Keiner ging ran, es wurde aufgelegt. Also habe ich das auch. Die Nummer habe ich gegoogelt und rausgefunden, dass sie wohl zu einer Abzocke Firma gehört, welche normalerweise Lottoscheine verkauft. Also, ins Handy als Benutzer eingespeichert "NICHT ABNEHMEN" und ab da die weiteren 2 oder 3 Versuche mit "Besetzt" ignoriert.

Böses erwachen gab es aber als ich die Telefonrechnung bekam: 75€ für ein angebliches Gespräch in die Philippinen?! Die aufgeführte Nummer fing an mit +636949179xxxxxxx (den Rest habe ich rausgelassen da ich die Handynummer kenne!). Angeblich exact 40 Minuten! Lustig, bevor ihr fragt: nein aus der Tasche kann ich nicht gewählt haben da ich mich zu fraglicher Zeit in einem Funkloch befand (auf der Arbeit, ist da immer so - alle Gespräche werden unterbrochen).

Mehrere Fragen:
1) Warum? Ist das ein R-Gespräch auf eine Nummer die es nicht gibt? Denn dass diese existieren sollte bezweifle ich stark!
2) Wie gehe ich dagegen vor? Ich habe bereits eine Anfrage bei 1und1 gestellt und ein qualifiziertes Prüfprotokoll nach Paragraph 45 TKG verlangt.
3) Woher zu Hölle bekommen die Nummern die ich anrufe und wie schalten die eine Philippinische Vorwahl davor? Ich habe KEIN Android Handy oder so - ein altes Sony Ericson K800i... und da war in der Liste welche Nummern gewählt wurden diese nicht drin!


----------



## Aka-Aka (12 März 2012)

Das ist rätselhaft, zumal es - as far as I know - im philippinischen Telefonnetz keine Nummern gibt, die mit 694 beginnen.
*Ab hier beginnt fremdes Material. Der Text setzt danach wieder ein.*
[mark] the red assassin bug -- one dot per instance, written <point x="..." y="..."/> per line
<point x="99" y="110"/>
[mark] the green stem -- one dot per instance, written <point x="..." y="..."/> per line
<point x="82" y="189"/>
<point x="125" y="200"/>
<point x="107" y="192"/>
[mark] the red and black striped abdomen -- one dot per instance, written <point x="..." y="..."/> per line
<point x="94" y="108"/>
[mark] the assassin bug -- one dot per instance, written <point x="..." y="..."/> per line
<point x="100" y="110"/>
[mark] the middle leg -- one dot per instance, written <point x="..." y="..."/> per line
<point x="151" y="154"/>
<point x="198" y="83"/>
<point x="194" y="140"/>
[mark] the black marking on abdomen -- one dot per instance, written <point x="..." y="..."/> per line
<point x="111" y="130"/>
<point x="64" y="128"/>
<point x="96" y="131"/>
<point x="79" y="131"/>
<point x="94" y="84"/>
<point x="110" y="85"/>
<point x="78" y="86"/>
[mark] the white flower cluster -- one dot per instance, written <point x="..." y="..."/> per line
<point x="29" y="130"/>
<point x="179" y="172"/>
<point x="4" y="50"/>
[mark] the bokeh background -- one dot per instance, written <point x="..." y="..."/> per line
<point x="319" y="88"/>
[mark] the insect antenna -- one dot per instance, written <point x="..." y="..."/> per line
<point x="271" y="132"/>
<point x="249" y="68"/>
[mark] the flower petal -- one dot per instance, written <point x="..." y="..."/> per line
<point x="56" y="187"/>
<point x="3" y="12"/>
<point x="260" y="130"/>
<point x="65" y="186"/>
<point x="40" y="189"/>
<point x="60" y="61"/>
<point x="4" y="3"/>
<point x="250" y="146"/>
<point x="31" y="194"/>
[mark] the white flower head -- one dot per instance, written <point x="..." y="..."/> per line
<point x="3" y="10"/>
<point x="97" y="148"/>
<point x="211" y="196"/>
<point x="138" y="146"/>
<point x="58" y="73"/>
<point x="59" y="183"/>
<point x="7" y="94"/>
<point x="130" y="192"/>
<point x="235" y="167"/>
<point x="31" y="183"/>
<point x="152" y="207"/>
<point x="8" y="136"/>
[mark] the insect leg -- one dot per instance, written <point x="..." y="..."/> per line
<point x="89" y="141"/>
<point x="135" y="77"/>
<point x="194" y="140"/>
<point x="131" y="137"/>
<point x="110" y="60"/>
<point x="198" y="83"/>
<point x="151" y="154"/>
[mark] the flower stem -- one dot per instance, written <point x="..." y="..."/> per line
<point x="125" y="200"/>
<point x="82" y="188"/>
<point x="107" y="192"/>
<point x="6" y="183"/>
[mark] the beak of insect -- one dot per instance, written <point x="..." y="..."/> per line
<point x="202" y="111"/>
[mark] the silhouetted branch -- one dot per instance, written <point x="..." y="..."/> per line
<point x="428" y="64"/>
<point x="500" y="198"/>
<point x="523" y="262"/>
> Note: This telephone number is most likely a Philippines number. Specific information on this number range is not available. *This might mean that this particular telephone number does not exist.* Should this be incorrect, be sure to notify us.


Quelle: http://www.numberingplans.com/index.php?page=analysis&sub=phonenr


Offizielle Angaben hierzu gibt es bei der internationalen Telefonbehörde:
http://www.itu.int/oth/T0202.aspx?parent=T0202

Der sogenannte "numbering plan" für die Philippinen ist hier
http://www.itu.int/dms_pub/itu-t/oth/02/02/T02020000A70001MSWE.doc
Alle Informationen besagen, dass es diese Nummer nicht geben kann.


Kannst Du noch einmal genau nachschauen, ob die von Dir angegebene Nummer korrekt ist? Falls ja, würde ich ein ernstes Wort mit meinem Mobilfunkanbieter wechseln, wie er ein Gespräch abrechnen will, das nicht stattgefunden haben kann (diese Angabe ist ohne Gewähr, aber nach den mir vorliegenden Infos schaut es so aus)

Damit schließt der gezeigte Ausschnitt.